Materials and Methods

Patients

Primary tumor tissues, from all the 371 patients surgically resected for pathological stage I to IIIA NSCLC at the University Hospital of North Norway and Nordland Central Hospital from 1990 to 2004, were retrospectively identified in the archives of the two pathological departments. A total of 36 patients were excluded from the study due to inadequate paraffin-embedded fixed tissue blocks (n = 13), other malignancy within the 5 years prior to diagnosis (n = 13) or having received radiotherapy or chemotherapy prior to surgery (n = 10). Preoperative chemotherapy was not considered standard treatment in Norway during the actual period. Complete demographic and clinicopathological data for these 335 eligible patients were obtained retrospectively. The pathological data were revised according to the 7th edition of UICC TNM classification of lung cancer [29], [30]. The last DSS update was done in November 2008.

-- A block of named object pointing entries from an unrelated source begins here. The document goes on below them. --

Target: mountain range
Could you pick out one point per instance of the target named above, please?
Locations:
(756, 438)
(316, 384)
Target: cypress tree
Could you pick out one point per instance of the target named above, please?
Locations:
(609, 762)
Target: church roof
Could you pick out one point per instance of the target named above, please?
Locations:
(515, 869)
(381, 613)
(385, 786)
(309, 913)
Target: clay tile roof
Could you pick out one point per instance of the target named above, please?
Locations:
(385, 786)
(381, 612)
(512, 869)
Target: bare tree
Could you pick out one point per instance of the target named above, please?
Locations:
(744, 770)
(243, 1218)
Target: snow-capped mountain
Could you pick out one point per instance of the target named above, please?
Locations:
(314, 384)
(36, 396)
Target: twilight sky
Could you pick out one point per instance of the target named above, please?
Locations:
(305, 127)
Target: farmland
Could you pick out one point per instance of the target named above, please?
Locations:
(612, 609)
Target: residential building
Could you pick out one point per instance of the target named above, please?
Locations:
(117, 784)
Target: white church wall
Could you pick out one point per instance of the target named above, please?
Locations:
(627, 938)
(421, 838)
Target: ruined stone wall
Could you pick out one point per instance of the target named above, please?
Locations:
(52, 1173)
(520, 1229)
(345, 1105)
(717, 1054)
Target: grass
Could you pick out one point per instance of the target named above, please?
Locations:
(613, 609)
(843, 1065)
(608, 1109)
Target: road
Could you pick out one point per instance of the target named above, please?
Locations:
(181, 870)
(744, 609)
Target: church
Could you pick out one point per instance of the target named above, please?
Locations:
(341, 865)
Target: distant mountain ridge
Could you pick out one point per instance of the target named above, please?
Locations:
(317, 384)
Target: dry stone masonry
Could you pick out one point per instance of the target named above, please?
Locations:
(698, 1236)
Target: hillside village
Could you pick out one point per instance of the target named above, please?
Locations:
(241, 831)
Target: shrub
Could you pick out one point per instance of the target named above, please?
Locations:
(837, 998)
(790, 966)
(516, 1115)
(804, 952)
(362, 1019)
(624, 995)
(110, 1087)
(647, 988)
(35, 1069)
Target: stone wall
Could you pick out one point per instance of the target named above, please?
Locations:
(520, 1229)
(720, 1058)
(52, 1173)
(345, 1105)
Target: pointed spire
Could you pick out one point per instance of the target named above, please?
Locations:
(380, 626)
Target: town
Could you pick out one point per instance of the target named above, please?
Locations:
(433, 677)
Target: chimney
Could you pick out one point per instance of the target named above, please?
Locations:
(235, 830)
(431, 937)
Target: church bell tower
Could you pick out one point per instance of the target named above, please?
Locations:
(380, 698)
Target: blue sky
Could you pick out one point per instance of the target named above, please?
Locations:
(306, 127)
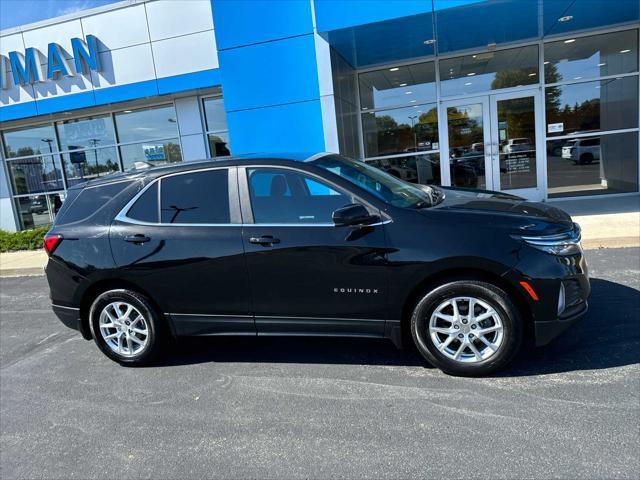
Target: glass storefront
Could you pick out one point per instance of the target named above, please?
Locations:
(44, 160)
(502, 124)
(216, 127)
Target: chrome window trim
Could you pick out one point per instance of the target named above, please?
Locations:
(122, 215)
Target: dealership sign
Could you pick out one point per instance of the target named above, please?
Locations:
(26, 68)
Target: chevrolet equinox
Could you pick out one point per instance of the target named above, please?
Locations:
(312, 245)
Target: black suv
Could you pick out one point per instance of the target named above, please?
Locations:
(317, 245)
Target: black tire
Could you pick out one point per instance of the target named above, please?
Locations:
(496, 298)
(154, 323)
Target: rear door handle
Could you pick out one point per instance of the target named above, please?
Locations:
(137, 238)
(264, 240)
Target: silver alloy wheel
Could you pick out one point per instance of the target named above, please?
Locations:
(466, 329)
(124, 329)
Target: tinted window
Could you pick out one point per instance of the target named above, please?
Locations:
(200, 197)
(91, 202)
(288, 196)
(146, 207)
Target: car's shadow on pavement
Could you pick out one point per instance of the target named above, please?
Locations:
(608, 336)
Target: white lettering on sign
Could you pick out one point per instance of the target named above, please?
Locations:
(555, 128)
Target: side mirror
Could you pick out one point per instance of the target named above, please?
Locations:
(353, 214)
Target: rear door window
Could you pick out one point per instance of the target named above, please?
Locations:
(195, 198)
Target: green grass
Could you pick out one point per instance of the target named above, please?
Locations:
(24, 240)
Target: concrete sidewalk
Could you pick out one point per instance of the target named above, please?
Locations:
(606, 223)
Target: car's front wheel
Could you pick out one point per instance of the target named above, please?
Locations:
(467, 328)
(126, 327)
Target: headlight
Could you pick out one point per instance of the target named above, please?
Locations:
(561, 299)
(566, 243)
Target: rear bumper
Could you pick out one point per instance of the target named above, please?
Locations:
(70, 317)
(548, 331)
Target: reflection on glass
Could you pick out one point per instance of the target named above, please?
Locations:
(38, 210)
(423, 168)
(35, 174)
(147, 124)
(517, 143)
(83, 165)
(30, 141)
(398, 86)
(214, 114)
(588, 57)
(86, 133)
(219, 144)
(466, 146)
(489, 71)
(139, 155)
(593, 165)
(401, 130)
(586, 107)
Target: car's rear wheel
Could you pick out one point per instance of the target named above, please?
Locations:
(467, 327)
(126, 327)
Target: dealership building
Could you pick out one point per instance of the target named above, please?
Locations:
(533, 97)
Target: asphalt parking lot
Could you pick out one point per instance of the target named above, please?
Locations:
(317, 408)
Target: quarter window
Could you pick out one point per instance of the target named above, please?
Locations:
(146, 207)
(288, 196)
(199, 197)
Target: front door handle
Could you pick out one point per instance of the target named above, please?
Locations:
(264, 240)
(137, 238)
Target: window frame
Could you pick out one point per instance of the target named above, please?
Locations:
(232, 191)
(247, 206)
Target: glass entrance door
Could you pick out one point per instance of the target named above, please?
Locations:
(468, 133)
(516, 144)
(494, 142)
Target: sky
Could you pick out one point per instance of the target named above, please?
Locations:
(20, 12)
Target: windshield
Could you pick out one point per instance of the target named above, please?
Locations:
(381, 184)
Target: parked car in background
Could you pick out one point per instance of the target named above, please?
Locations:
(312, 245)
(582, 151)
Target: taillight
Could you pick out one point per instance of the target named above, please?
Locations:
(51, 241)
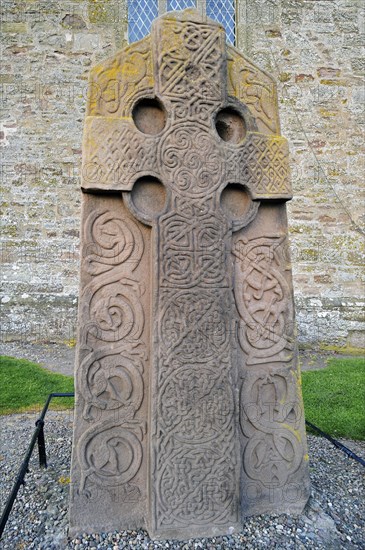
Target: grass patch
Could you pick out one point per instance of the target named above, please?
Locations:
(25, 386)
(334, 397)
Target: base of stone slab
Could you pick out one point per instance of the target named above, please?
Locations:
(194, 531)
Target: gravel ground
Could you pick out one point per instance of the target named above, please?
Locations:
(334, 518)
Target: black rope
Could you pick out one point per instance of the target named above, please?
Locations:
(337, 444)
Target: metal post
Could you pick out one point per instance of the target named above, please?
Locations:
(41, 445)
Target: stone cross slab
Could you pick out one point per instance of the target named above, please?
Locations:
(188, 409)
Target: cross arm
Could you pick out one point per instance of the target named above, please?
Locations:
(114, 151)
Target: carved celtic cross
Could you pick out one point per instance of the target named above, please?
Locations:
(188, 411)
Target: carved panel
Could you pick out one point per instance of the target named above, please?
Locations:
(186, 375)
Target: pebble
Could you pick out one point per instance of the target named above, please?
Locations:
(334, 517)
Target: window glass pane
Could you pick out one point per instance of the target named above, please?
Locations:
(223, 11)
(141, 13)
(173, 5)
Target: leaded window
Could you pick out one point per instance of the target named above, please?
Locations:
(141, 13)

Tissue Microarray construction

Duplicate 0.6 mm core biopsies from the most representative areas of tumor cells (neoplastic epithelial cells) and tumor stroma were collected from each surgical specimen using a tissue-arraying instrument (Beecher Instruments, Silver Springs, MD). Normal lung tissue localized distant from the primary tumor as well as lung tissue samples from 20 normal lungs were used as controls. Eight tissue microarray blocks (TMAs) were constructed to include all the cores. The detailed methodology has been reported previously [16].

Immunohistochemistry

The applied commercial antibodies had been subjected to in-house validation by the manufacturer for IHC on paraffin-embedded material (IHC-P). One exception was Ang-1 which was selected due to others' published success with this antibody [18], [20], [22], [31], [32] and failure to achieve satisfying quality with other available IHC-P tested antibodies. The 4 µm TMA sections were deparaffinised with xylene and rehydrated with ethanol. The sections containing tissue cores were subjected to the following antibodies: Ang-1 (goat polyclonal, sc-6319, Santa Cruz biotechnology, Inc., 2 µg/ml), Ang-2 (rabbit, polyclonal, ab65835, Abcam, 17 µg/ml), Ang-4 (goat polyclonal, AF964, R&D systems, 4 µg/ml), Tie-2 (rabbit polyclonal, sc-9026, Santa Cruz biotechnology, Inc., 4 µg/ml) and VEGF-A (rabbit polyclonal; RB-1678; Neomarkers; 100 µg/ml). Antigen retrieval was done manually for all antibodies except Ang-2, by placing the specimens in 0.01 M citrate buffer at pH 6.0 and exposed to microwave heating of 20 minutes at 450 W. All antibodies were incubated overnight at 4°C except for VEGF-A where the primary antibody was incubated for 30 min in room temperature. For Ang-2 we used the Ventana Benchmark XT® (Ventana Medical Systems Inc.), procedure ultraview DAB v3 with automatic antigen retrieval with CC1 mild (30 min). Negative controls were simultaneously performed for all antibodies by omitting the primary antibody and an appropriate isotype-control was done for all antibodies on one of the TMA slides. Capillary vessels in stromal cores with high expression were used for internal positive controls and skin haemangiomas as external positive controls Finally, all slides were counterstained with hematoxylin to visualize the nuclei.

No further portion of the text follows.